Friedrich Nietzsche pointed out: “all these modes of thought which assess the value of things according to pleasure and suffering, that is to say according to attendant and secondary phenomena, are foreground modes of thought and naïvetés…”
Is a Shakespeare sonnet merely good, if it makes us happy? Or would anyone die for someone or something, if his or her immediate happiness is the non plus ultra?
Freedom and truth
Besides freedom, what about truth? Something similar had the philosopher Robert Nozick in mind, when he asked the following question: if there was a happiness machine which would give you experiences similar to those in real life, with the difference that there would be no negative experiences, would you connect yourself to it? Most people, including Nozick, who said it would be suicide, would not do it. Why? Because there is more. Authenticity, truth.
Most religions would not contradict my argument. No surprise, that Hinduism, Buddhism, Christianity and many others describe life as suffering, to the extent that they even praise asceticism, the epitome of non-hedonistic happiness.

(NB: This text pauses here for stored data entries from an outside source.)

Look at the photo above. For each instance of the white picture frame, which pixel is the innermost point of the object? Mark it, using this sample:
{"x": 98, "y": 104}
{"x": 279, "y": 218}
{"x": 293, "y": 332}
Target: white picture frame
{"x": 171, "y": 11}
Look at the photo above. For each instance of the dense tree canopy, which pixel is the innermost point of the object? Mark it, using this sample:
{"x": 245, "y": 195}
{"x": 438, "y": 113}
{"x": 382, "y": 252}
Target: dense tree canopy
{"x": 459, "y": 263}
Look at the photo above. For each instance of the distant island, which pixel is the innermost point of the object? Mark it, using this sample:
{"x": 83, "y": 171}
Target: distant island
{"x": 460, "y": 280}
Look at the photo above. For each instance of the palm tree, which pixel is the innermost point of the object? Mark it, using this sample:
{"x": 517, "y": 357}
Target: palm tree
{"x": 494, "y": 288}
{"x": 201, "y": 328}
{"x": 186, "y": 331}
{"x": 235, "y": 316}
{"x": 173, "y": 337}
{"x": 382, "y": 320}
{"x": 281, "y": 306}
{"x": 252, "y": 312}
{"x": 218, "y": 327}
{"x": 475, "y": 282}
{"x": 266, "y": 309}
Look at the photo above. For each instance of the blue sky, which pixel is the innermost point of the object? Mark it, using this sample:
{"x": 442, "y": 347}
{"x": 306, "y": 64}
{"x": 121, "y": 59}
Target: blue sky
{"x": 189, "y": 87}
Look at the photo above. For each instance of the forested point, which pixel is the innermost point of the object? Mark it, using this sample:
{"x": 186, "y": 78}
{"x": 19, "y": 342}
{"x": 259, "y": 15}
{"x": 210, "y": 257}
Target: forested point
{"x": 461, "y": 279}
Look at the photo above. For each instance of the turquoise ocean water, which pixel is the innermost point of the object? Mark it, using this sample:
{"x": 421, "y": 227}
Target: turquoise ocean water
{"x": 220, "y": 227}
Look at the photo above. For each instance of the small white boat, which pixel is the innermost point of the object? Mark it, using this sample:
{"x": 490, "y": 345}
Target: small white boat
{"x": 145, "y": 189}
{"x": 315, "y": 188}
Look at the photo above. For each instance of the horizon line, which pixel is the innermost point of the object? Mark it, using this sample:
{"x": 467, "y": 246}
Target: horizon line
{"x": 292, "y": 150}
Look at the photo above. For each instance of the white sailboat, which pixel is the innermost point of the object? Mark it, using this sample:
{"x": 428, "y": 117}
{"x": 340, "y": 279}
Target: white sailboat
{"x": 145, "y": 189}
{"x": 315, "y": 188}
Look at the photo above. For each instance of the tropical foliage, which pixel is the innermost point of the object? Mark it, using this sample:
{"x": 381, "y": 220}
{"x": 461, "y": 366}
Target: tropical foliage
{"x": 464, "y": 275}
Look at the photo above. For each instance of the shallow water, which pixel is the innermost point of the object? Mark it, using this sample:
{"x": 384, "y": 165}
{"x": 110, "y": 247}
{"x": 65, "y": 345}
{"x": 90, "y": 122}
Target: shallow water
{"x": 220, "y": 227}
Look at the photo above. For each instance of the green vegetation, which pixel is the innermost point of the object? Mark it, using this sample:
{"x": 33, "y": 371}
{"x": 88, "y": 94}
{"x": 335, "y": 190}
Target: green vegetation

Of course, happiness is one of their goals. However, religious happiness is not comparable to the hedonistic happiness which we can allegedly buy in malls. It is a non-dualistic happiness. It is the experience or the knowledge of God, the pure being. Since God unites non-dualistic happiness, freedom, and truth, it does not dispute the fact that there is more.
Lastly, there is another important aspect of God: the feeling of awe. In an experiment Melanie Rudd, Kathleen Vohs and Jennifer Aaker revealed that people in awe had a greater feeling of calmness and the impression that they had more time. It also gives us reason to be humble and less egocentric.
Anything that is enormous, too big for us to understand, and which we cannot grasp straight away is able to evoke awe. It does not necessarily have to be aroused by God. For example, nature, giving birth, the galaxy or even art could have the same effect. (Surely, these may be synonymous for God or aspects of him.) By trying to understand what we cannot grasp, we have to change our thinking. And we urgently need to alter our thinking, in order to challenge the problems of our age.
I do not argue that happiness is not important, but I do argue that it is not the only and most important matter. In addition, we have to ask ourselves what happiness we are talking about.
While the media renders homage to their gods of hedonistic happiness, we should remind us of the non-dualistic happiness, or at least, something like well-being or eudaimonia, as Aristotle called it.
If you are still not convinced, I have a last question. Imagine a woman, who is imprisoned in her own house. She is not to allowed to leave the house without her husband, and he has a beeper which locates her position at any given time. Neither is she permitted to have friends, nor to work, or to read those lovely Jane Austen books she used to read when she was young.
But still she is happy, as she either suppressed the memories of the world outside or never knew it all. Would you tell her that she is has to fight what she is being deprived of, or would leave her in her naive state of happiness? It is your choice.